PENNSYLVANIA, UNIVERSITY OF, an American institution of higher learning, in Philadelphia, occupying about 60 acres, near the west bank of the Schuylkill river, north-east of the Philadelphia Hospital, east of 39th Street, south-east of Woodland Avenue, and south of Chestnut Street. In this irregular area are all the buildings except the Flower Astronomical Observatory (1896), which is 2 m. beyond the city limits on the West Chester Pike. The northernmost of these buildings is the law school, between Chestnut and Sansom Streets, on 34th Street. In a great triangular block bounded by Woodland Avenue, Spruce Street, and 34th Street are: the university library, which had in 1909 about 275,000 bound volumes and 50,000 pamphlets, including the Biddle Memorial law library (1886) of 40,000 volumes, the Colwell and Henry C. Carey collections in finance and economics, the Francis C. Macauley library of Italian, Spanish and Portuguese authors, with an excellent Dante collection, the classical library of Ernst von Leutsch of Göttingen, the philological library of F. A. Pott of Halle, the Germanic library of R. Bechstein of Rostock, the Semitic library of C. P. Caspari of Copenhagen, the (Hebrew and Rabbinical) Marcus Jastrow Memorial library, the ethnological library of D. G. Brinton, and several special medical collections; College Hall, with the university offices; Howard Houston Hall (1896) the students' club; Logan Hall; the Robert Hare chemical laboratory; and (across 36th Street) the Wistar institute of anatomy and biology. Immediately east of this triangular block are: Bennett House; the Randal Morgan laboratory of physics; the engineering building (1906); the laboratory of hygiene (1892); dental hall; and the John Harrison laboratory of chemistry. Farther east are the gymnasium, training quarters and Franklin (athletic) field, with brick grand-stands. South of Spruce Street are: the free museum of science and art (1899), the north-western part of a projected group, with particularly valuable American, Egyptian, Semitic and Cretan collections, the last two being the results in part of university excavations at Nippur (1888-1902) and at Gournia (1901-1904); between 34th and 36th Streets the large and well-equipped university hospital (1874); large dormitories, consisting in 1909, of 29 distinct but connected houses; medical laboratories; a biological hall and vivarium; and across Woodland Avenue, a veterinary hall and hospital.

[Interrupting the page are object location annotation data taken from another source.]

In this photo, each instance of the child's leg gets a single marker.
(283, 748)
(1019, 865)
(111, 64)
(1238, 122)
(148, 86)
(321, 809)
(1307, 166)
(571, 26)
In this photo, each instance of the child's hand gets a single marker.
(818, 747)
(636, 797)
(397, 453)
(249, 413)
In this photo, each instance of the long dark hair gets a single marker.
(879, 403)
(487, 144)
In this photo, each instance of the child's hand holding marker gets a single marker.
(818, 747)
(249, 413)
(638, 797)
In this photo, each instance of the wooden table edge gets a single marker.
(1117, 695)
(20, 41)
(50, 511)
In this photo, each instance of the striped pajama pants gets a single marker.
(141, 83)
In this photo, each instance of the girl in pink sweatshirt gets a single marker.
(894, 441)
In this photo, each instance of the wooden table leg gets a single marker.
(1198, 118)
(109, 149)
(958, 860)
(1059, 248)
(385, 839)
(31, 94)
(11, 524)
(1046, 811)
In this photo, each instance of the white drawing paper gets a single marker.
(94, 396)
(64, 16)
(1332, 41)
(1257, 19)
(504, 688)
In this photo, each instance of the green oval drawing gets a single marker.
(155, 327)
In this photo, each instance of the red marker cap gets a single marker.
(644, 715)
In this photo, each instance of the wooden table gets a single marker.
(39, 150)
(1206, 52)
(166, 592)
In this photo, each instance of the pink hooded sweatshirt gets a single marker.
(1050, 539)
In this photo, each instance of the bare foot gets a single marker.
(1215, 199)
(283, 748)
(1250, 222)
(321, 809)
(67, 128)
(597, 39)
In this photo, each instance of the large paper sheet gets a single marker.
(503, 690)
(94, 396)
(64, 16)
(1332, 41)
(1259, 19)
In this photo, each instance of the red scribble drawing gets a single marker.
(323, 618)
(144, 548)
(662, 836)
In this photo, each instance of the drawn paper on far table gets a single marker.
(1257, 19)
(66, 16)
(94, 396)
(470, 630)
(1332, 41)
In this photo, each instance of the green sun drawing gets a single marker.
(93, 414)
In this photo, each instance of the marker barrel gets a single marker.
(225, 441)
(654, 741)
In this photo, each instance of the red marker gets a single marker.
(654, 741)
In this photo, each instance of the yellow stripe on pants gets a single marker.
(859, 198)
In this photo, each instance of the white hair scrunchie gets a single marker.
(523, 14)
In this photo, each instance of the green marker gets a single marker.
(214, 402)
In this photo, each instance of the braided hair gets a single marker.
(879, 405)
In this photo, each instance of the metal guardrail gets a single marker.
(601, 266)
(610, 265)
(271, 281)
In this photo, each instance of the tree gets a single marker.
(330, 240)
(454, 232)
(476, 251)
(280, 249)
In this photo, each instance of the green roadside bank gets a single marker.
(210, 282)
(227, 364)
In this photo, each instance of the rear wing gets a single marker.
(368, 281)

The university contains various departments, including the college (giving degrees in arts, science, biology, music, architecture, &c.), the graduate school (1882), a department of law (founded in 1790 and re-established in 1850) and a department of medicine (first professor, 1756; first degrees granted, 1768), the oldest and probably the most famous medical school in America. Graduation from the school of arts in the college is dependent on the successful completion of 60 units of work (the unit is one hour's work a week for a year in lectures or recitations or two hours' work a week for a year in laboratory courses); this may be done in three, four or five years; of the 60 counts: 22 must be required in studies (chemistry, 2 units; English, 6; foreign languages, 6; history, logic and ethics, mathematics, and physics, 2 each); 18 must be equally distributed in two or three “groups” the 19 groups include astronomy, botany, chemistry, economics, English, fine arts, French, geology, German, Greek, history, Latin, mathematics, philosophy, physics, political science, psychology, sociology and zoology; and in the remaining 20 units the student's election is practically free. Special work in the senior year of the college counts 8 units for the first year's work in the department of medicine. College scholarships are largely local, two being in the gift of the governor of the state, fifty being for graduates of the public schools of the city of Philadelphia, and five being for graduates of Pennsylvania public schools outside Philadelphia; in 1909 there were twenty-eight scholarships in the college not local. In the graduate school there are five fellowships for research, each with an annual stipend of $800, twenty-one fellowships valued at $500 each, for men only, and five fellowships for women, besides special fellowships and 39 scholarships.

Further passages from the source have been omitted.